Bericht
Als unser Team mit 2 Zahnärzten (Stefan Scheinert & Christian Weber), 2 Zahnärztinnen (Therese Nordmann & Veronika Mayr) und erstmals 2 Zahnarzthelferinnen (Stefanie Wagner & Elena Kieserling) vollständig war, begannen die Vorbereitungen. Arbeitserlaubnisse, Visa und Zollanträge wurden beantragt, Reiseführer studiert und fleißig Spenden gesammelt. Insgesamt kamen wir durch die großzügigen Geldspenden von Familie, Freunden und Patienten auf stolze 11.250 Euro. Auch die Dentalfirmen waren nicht geizig beim Spenden und ermöglichten uns sechs große Koffer voller Sachspenden.Durch unsere Skype-Gespräche lernten wir uns vorab schon ein wenig kennen und verstanden uns auf Anhieb sehr gut. Unser Plan war es,dass wir uns alle am Pariser Flughafen treffen und gemeinsam nach Antananarivo fliegen. Leider klappte dies für Stefan und Christian nicht, weil ihre Flüge nach Paris abgesagt worden sind. Sie landeten dann mit mehrmaligem Umsteigen und einigen Umwegen erst später auf Madagaskar. Als dann aber alle heile in Antananarivo angekommen sind, konnten wir starten.

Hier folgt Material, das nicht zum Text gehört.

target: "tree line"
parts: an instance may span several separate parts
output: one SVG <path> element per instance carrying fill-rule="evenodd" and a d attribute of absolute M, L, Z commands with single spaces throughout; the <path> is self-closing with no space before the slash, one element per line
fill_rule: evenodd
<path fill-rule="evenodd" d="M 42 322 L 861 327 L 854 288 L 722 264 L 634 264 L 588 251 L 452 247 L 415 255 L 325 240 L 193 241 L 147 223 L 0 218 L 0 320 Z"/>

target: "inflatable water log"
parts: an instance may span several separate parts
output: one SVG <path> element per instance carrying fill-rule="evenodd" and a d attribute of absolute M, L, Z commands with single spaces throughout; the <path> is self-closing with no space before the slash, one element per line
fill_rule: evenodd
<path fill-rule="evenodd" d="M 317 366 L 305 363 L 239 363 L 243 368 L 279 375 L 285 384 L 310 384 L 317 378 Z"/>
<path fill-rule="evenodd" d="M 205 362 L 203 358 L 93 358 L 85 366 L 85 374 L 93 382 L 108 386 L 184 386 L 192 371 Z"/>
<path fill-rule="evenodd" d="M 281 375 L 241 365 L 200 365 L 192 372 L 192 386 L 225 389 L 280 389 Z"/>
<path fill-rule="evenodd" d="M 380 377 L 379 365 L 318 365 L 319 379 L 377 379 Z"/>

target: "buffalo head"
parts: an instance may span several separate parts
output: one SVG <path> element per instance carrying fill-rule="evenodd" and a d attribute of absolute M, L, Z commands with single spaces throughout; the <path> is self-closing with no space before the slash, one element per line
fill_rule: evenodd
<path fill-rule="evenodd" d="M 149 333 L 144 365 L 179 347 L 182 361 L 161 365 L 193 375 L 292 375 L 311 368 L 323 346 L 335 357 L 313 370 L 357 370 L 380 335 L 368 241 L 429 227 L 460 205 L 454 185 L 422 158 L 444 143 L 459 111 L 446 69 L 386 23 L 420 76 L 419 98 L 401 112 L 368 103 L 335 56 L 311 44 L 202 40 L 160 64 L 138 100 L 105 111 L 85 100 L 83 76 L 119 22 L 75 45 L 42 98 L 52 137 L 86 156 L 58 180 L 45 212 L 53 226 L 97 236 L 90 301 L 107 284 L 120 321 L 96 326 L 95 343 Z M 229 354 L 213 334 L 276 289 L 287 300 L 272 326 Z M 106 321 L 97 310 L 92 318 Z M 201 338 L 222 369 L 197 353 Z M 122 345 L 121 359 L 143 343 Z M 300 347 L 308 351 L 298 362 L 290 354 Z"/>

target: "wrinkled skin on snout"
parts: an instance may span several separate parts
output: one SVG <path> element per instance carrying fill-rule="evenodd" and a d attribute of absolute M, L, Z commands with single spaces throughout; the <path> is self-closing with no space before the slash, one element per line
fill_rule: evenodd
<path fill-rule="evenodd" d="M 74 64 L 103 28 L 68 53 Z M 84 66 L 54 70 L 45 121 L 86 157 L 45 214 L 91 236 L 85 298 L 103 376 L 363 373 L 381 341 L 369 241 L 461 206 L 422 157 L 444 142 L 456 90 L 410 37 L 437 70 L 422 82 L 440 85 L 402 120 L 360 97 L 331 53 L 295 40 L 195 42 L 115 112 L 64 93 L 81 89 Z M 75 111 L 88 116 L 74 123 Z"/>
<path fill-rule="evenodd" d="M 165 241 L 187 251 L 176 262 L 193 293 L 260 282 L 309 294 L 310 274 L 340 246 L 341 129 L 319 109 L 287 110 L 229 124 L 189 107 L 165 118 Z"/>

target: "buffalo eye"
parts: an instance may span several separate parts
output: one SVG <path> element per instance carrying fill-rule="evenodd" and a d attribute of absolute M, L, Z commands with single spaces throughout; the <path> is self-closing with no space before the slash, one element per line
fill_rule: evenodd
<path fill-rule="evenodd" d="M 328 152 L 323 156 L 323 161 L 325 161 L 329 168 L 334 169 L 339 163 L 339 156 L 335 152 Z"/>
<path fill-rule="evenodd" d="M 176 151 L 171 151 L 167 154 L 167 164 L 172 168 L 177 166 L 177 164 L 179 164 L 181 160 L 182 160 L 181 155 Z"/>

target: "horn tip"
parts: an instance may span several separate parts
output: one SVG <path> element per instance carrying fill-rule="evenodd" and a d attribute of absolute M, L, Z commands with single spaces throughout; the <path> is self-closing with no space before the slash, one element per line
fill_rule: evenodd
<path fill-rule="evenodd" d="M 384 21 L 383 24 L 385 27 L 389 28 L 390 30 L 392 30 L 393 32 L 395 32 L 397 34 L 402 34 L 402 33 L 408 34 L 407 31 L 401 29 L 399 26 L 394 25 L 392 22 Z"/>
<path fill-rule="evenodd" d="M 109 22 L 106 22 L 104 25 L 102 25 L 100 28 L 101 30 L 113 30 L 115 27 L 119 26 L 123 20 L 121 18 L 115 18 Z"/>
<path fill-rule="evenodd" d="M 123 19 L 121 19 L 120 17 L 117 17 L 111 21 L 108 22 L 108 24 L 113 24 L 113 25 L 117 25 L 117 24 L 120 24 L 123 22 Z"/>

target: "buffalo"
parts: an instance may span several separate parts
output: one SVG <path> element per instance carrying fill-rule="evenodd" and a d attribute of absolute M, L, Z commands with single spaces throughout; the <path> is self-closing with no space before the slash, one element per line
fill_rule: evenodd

Unser erster Einsatz war bei Soltec (ein Berufsausbildungszentrum) in der Hauptstadt Madagaskars. Auch unsere Unterkunft, bei der uns an nichts fehlte, war direkt vor Ort. Mit leckerem Essen und super freundlich Leuten konnten wir die Zeit vor und nach der Arbeit immer sehr genießen. Zu unserer Überraschung konnten die Leute vor Ort auch vereinzelnd deutsch sprechen, was uns die Kommunikation um einiges leichter machte ☺ (Denn nicht alle aus unserem Team hatten Französisch-Kenntnisse.) Zudem half uns auch noch Sophie, die hier seit einigen Monaten ihr Praktikum absolvierte.
Bei Soltec lagerten die Geräte und Instrumente von Planet Action mit denen wir unsere „Praxis“ vor Ort ausstatten konnten. Auch Massageliegen standen uns erfreulicher Weise als Behandlungsliegen bereit. Nachdem alles ausgepackt und sortiert war, konnte unser erster Arbeitstag beginnen. Die Lehrer kümmerten sich darum, dass die Jugendlichen immer in kleinen Gruppen zu uns geschickt wurden und halfen auch beim Übersetzten. Wir verteilten Zahnbürsten und -pasta an die Kinder und demonstrierten das Putzen an einem Modell. So sind wir bei jeder neuen Gruppe vorgegangen. Danach ging es reihenweise in unseren Behandlungsraum. Hier musste schnell entschieden werden: Behandeln wir nur den akuten Bedarf, das Bedürfnis des Patienten oder alles, was uns im Befund aufgefallen ist? Bei dem Andrang an Patienten wurde allerdings schnell klar: Wir können uns nur auf den akuten Bedarf/Schmerzen konzentrieren. So lautete unsere häufigste Frage: „Marari?“ (Schmerzen?) und „Eisa Marari?" (Wo sind die Schmerzen?). Immer wieder gingen unsere Blicke an die Wand, an die wir uns sehr hilfreiche Vokabelzettel drapiert hatten.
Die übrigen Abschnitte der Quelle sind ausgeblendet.